# I need E-head threads cut on a 6P body



## Blindasabat (Mar 13, 2009)

I have one of Fivemega's 18500 SureFire E-series clicky bodies - love it - and it is the only E-series body that I know of that fits an 18mm diameter battery. It is very thin under the bezel threads, but works.

I would like to make a custom 18500 body that has E-head to C-tailcap threads so i can use one of my McC2S tailcaps on an 18500 E-series light. It should be easy to cut the bezel threads on a 6P body (or equivalent). I have a donor Solarforce L2 body to machine. I have measured it up and there is material for the new bezel threads in the Solarforce body if you shorten it to 18500. 17500 might be OK if that is all you feel comfortable machining, but I prefer 18500.

Is anyone interested in making one of these for me? PM me an offer. I'm poor, so I hope I can do this for a reasonable price.

I'm sure you could sell more of these if you chose to.


----------



## Blindasabat (Mar 17, 2009)

It's simple for someone with a lathe that can do threads. 

1) Cut the bezel end off to a length of 66.5mm tube remaining.
2) Take the first 6.5mm of the new cut end down to 20.64mm (13/16") Diameter. 
3) Cut an o-ring groove at the base of where the new bezel threads will be. Dims TBD, but ~1.5mm wide by ~0.5 deep.
4) Thread new head area 20TPI.
5) Bore to 18.6mm

I'd prefer the tail then cut down a mm since I have a big gap from the TC to the body with my intended TC.

I have a sketch, but since I don't have CAD software access anymore, it is just a sloppy hand sketch of the x-section with the new bezel threads sketched in with the dimensions above. But it's so easy!


----------



## precisionworks (Mar 17, 2009)

You'll probably have better luck in the Homemade & Modified Lights section.


----------



## Anglepoise (Mar 17, 2009)

precisionworks said:


> You'll probably have better luck in the Homemade & Modified Lights section.






65535 said:


> This is not the place to ask about work to be done. This is for the machinists. Look at Home-Made-Modified.





This is the second post today to MMM where the OP has been re directed
to other areas of CPF.

Are not we the guys who do this sort of thing?


----------



## precisionworks (Mar 17, 2009)

I imagine that many of the modders read this section, and quite a few post here frequently. So why has no one offered to do these jobs?



> But it's so easy!


Whenever a customer says this, I know that the other local shops have quoted high ... meaning some significant amount of time involved. Starting with a clean lathe, doing the different ops including tooling changes, and cleaning the lathe again is easily an hour of billable time. That's anywhere from $60 to $90, depending on your geographic area.

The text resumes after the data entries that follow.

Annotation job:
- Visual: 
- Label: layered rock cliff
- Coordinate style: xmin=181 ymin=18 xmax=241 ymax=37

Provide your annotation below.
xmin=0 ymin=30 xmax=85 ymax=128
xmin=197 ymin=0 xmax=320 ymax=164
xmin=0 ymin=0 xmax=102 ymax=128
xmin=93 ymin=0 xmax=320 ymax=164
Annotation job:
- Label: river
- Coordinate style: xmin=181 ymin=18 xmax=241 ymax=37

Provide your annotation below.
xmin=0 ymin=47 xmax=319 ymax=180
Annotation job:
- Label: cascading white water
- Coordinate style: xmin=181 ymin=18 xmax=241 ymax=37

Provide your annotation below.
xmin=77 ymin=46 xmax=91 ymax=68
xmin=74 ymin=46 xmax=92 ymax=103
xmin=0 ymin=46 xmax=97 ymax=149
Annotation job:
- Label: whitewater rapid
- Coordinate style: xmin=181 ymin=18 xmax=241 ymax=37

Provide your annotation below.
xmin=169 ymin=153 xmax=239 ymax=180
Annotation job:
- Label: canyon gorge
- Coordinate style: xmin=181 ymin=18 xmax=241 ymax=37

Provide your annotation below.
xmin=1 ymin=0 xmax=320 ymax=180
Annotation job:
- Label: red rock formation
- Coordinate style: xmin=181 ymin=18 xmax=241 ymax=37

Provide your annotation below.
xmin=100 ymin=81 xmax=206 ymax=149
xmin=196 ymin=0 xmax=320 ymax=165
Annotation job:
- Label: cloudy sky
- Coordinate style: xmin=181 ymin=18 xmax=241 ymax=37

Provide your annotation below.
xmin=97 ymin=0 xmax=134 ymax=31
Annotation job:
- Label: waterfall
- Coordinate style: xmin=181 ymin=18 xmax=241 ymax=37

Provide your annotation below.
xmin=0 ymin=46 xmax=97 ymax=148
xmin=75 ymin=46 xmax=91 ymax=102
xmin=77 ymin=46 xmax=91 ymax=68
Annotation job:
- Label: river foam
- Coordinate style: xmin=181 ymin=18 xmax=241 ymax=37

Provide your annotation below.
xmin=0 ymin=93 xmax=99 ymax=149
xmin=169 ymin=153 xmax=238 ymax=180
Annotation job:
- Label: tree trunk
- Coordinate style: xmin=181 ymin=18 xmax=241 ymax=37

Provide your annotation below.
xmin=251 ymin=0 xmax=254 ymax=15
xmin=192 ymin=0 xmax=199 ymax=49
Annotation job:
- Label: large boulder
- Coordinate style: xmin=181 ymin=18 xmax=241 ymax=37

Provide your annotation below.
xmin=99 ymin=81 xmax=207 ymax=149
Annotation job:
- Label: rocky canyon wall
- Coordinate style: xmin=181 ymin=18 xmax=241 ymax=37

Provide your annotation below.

It's certainly doable, but I wouldn't call it easy


----------



## gadget_lover (Mar 18, 2009)

I did not offer because;

1) I don't have enough free time for my own projects

2) While it's "easy", the piece will be ruined if any of several mistakes are made.

3) I'm never satisfied with my work anyway. 


There's a good chance that someone will offer to do the job if you are willing to pay normal fees.

Barry left off the time required to package and mail a small part.

Daniel


----------



## precisionworks (Mar 18, 2009)

> the piece will be ruined if any of several mistakes are made.


+1

Fatal mistakes are ONLY made during the last op ... like going .005 over, when the max tolerance is +.0005


----------



## wquiles (Mar 18, 2009)

Anglepoise said:


> This is the second post today to MMM where the OP has been re directed
> to other areas of CPF.
> 
> Are not we the guys who do this sort of thing?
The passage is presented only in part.